The Omega Speedmaster X-33 Marstimer: From A Whole Nother Planet
The new Omega Speedmaster X-33 Marstimer is a sports chronograph developed in tandem with the European Space Agency (ESA). But this release isn’t adding another mechanical Speedy to the Omega catalog. No, the newest Omega Speedmaster not only boasts an unusual name, but also has an extremely precise, multifunctional quartz caliber and offers both analog and digital time displays. The watch also has impressive wrist presence, measuring 45 mm across and standing 14.9 mm tall. With those dimensions, it’s a good thing the case is primarily made of titanium, meaning the Omega Speedmaster X-33 Marstimer weighs just 112 g (4 oz) and is still comfortable to wear despite its size. The bidirectional rotating aluminum bezel comes in a reddish hue reminiscent of the dust found on Mars. The same color can be found on the central second hand. When you flip the watch over, you’ll recognize the iconic Speedmaster inscription and seahorse logo. The case back also reveals that the new watch has been tested and qualified by ESA.
The new Marstimer seems uninterested in marine environments, however; the watch is only water-resistant to 30 m (98 ft) – really, is that all? I also think Omega could have redesigned the titanium bracelet and clasp, which look dustier than the Red Planet itself. The bracelet is the same one used for other X-33 variants and the now-discontinued Omega Speedmaster Professional. Luckily, the new timepiece also comes with a 20-mm NATO strap, in a perfectly coordinated color scheme. The strap gives the watch a more modern and less bulky appearance. Omega has once again proven that it has mastered the art of presentation: the timepiece comes in a special watch roll, the lining of which reproduces the contours of Hebes Chasma, a deep basin on the surface of Mars.
The Omega Speedmaster X-33 Marstimer: The Main Event
Looks aside, I have yet to mention the most important feature of the Omega Speedmaster X-33 Marstimer: its namesake attribute. This titanium chronograph displays not only several time zones on Earth, but also the time and date on Mars, which requires accounting for the Red Planet’s comparatively longer days. To top it off, the watch is equipped with a solar compass, enabling the wearer to find true north on both planets. These are quite innovative tricks from Omega, and upstage the watch’s other functions, like its chronograph, alarm, day-date display, and perpetual calendar. The sapphire crystal is standard, of course, and, according to Omega, the battery has a lifespan of 24 months.

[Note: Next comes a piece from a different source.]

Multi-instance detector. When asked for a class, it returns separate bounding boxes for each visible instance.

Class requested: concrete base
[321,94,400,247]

The Omega Speedmaster Marstimer: An Unnecessary Watch That the Watch World Definitely Needs Right Now
The Omega Speedmaster X-33 Marstimer is a luxury watch that, in one sense, couldn’t be more unnecessary. It is incredibly large, and thus hardly suitable for everyday wear, and it displays the time on a planet that no human has ever set foot on. But even if this release doesn’t match the furor of the MoonSwatch debut (not least of all due to its $6,400 price tag), the Omega Speedmaster X-33 Marstimer is exactly what the watch world needs right now. We live in the era of the smartphone, so it’s exactly these fresh, unexpected ideas that make watch enthusiasts sit up and take note. This is what keeps the industry exciting. Even if the watch isn’t for you, it’s still great to see manufacturers breaking new ground in unconventional ways. Omega probably has a fair idea that this timepiece isn’t going to be their next bestseller, but they’ve released it anyway. There’s sure to be one audience where this watch goes down like a house on fire: staff at the ESA mission control center. The Omega Speedmaster X-33 Marstimer will have an important role to play in rover missions going forward. Plus, it may also have a place on future astronauts’ wrists. Mars has long been considered the next frontier for man, so maybe this watch isn’t so unnecessary after all. Who knows? Perhaps it will one day be the first watch on Mars, and thereafter affectionately known as the “Marswatch.”